Sketching the history of trends in art history--from description and biography, to more recent social-historical methods, to the latest wave of postmodernist approaches--Crow sets out a course that affirms the rich and valuable tools of language and methodology developed by generations of art historians while recognizing the important contribution of recent theory in raising the interpretive stakes. The Intelligence of Art offers nothing less than a concrete new way to grasp the infinitely complex operations of human intelligence in artistic form.

About the Author

Formerly Robert Lehman Professor and Chair of the Department of History of Art at Yale University, Thomas Crow is now director of the Getty Research Institute in Los Angeles.


Reviews

"Crow has presented a rare set of reflections that might be termed a Bildungsroman whose characters are works of art as interpreted by art historians and anthropologists. . . . Immensely challenging to art historians, for whom this book will be a stimulation to rethink the ways art history is created.
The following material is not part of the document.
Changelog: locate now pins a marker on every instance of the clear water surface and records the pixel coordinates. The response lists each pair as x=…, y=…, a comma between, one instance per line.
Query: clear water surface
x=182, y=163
For philosophers, the lectures generate a wealth of questions that can be of great benefit to aesthetics and philosophy of art."
--Journal of Aesthetics and Art Criticism

"This short but flawlessly written and intricately argued book offers a profoundly challenging critique of the current state of art history. It will be essential reading in postgraduate seminars and should contribute to the revitalization of a discipline."
--Times Literary Supplement

"Thomas Crow is one of the most exacting and vigilant of art historians, never prone to following received opinions, methods, or practices. . . . The Intelligence of Art is an attempt to say more generally, but with the precision afforded by individual examples, where the discipline of art history might find promising models."
--CAA.Reviews, College Art Association

"Thomas Crow has written an instant classic of historiography, one that will refuse to stay on its shelf. It will be open on our desks, issuing continual and daunting challenges to our discipline. Crow forces us to consider the history of art history as a living history, with its rich examples of the past as current and active agents of provocation and stimulation. The book will galvanize art historians to think old questions through again and to realize their newness in that rethinking."